What Didn’t You Do Today?

Image by Dean Moriarty from Pixabay

Our culture is obsessed with doing stuff

It’s a crazy busy world we live it, my friend, with a definite emphasis on the crazy. You know this well. If you allow it, between your job, your side hustle, your fitness regimen, your family (or your attempts to either form or avoid same), and just keeping life going, it’s easy to spend every waking moment consumed by activity and effort — until you collapse with a beer and watch Netflix or sports. Which pretty much consists of other people being consumed by activity and effort.

For many of us human beings, myself included, it takes determination not to become a human doing instead. Even the fawning lip service given to mindfulness and living in the present moment tends to come at us in the form of exhortations to Do! More! Better! In Less Time!

We confuse improvement with action

One of the things I truly love about people is that we (mostly) want to do better than we’re already doing. Sometimes that means we want more money or more stuff or more status, but even at our more venal levels of ambition, we share a wish to be better versions of our present selves.

Especially at the dawn of a new year, and in this case a new decade, we’re driven to revisit our hopes and dreams, re-examine our plans, and re-establish our goals.

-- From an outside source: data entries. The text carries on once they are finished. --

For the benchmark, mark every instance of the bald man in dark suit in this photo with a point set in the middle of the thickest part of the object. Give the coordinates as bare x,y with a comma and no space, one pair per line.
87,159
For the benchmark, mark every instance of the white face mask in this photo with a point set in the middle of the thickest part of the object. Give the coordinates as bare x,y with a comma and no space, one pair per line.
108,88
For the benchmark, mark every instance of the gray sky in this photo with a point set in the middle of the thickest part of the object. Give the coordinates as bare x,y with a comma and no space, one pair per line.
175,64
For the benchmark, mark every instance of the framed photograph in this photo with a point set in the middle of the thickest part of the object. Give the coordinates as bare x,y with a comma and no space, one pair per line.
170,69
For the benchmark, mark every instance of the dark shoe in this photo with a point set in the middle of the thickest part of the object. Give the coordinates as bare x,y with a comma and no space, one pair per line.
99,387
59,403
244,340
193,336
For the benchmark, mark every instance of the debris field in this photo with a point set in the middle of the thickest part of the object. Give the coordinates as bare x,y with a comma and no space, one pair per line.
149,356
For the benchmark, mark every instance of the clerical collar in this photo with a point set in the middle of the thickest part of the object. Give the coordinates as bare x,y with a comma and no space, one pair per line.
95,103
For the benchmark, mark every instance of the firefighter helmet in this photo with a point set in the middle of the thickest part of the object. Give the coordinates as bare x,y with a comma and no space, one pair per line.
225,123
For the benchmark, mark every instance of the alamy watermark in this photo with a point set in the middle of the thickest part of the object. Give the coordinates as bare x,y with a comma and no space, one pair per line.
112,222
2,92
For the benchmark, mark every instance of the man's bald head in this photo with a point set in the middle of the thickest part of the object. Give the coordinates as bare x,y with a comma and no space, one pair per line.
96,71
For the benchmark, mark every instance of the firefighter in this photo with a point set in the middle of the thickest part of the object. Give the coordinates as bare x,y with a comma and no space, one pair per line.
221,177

Again, I love this about people. Our desire to grow is so strong and our intentions are (usually) so earnest. But we get it wrong a lot, and it kinda breaks my heart sometimes.

I don’t have an answer for what Buddhists would no doubt call the suffering caused by desire. That’s way over my pay grade.

But decades on Planet Earth have taught me this

The value of your day today— if it needs value beyond being the gift of time and life — may have less to do with what you did than with what you choose not to do. If you, like me, tend to set your sights high and be hard on yourself when you don’t hit your targets, this is good to keep in mind.

Maybe your sales numbers or your click-throughs or your calories burned, or your word count or your dollars earned aren’t what you hoped they’d be. You didn’t knock it out of the park today. At the end of the day, you didn’t get ‘er done.

It’s a discouraging lens through which to examine your experience.

If you allowed something to get in your way, it may be worthwhile to spend some energy thinking about what that was and how you might do things differently tomorrow.

But perhaps what you need is less, not more

So much of success, at any level, is about focus. And that means turning away from things other than your chosen area of, well, focus. So if you didn’t meet your goals today but you also didn’t fritter away your time scrolling through your InstaFaceSnapGram, then good on you.

Things got away from you and you didn’t hit the gym like you’d promised yourself? You also didn’t dive into the box of donuts in the staff room. Again, good on you.

If you carved out time today to write your novel or your screenplay or your big-ass report, and then watched the cursor blink at you in mocking little bleeps until your time was up — then pat yourself on the back for staring down that screen and not distracting yourself. Understand that sometimes your brain needs some time to incubate before it executes, and you gave it that time. It’ll pay off eventually. Meanwhile, cheers.

And maybe there were other things that were good to not do, and you didn’t do them. If you declined to pass on some juicy workplace gossip, or you refrained from flipping off the @$$hat driver who cut you off on your way home, or you didn’t reply to that alluring, seemingly innocent text from an old flame — because you know very well doing so could singe your current, solid relationship — then, my friend, your day was a raging success.

Be kind as you hold yourself accountable

It’s good to have goals. But you are more than your achievements. And sometimes, it’s what you don’t do that really makes your day.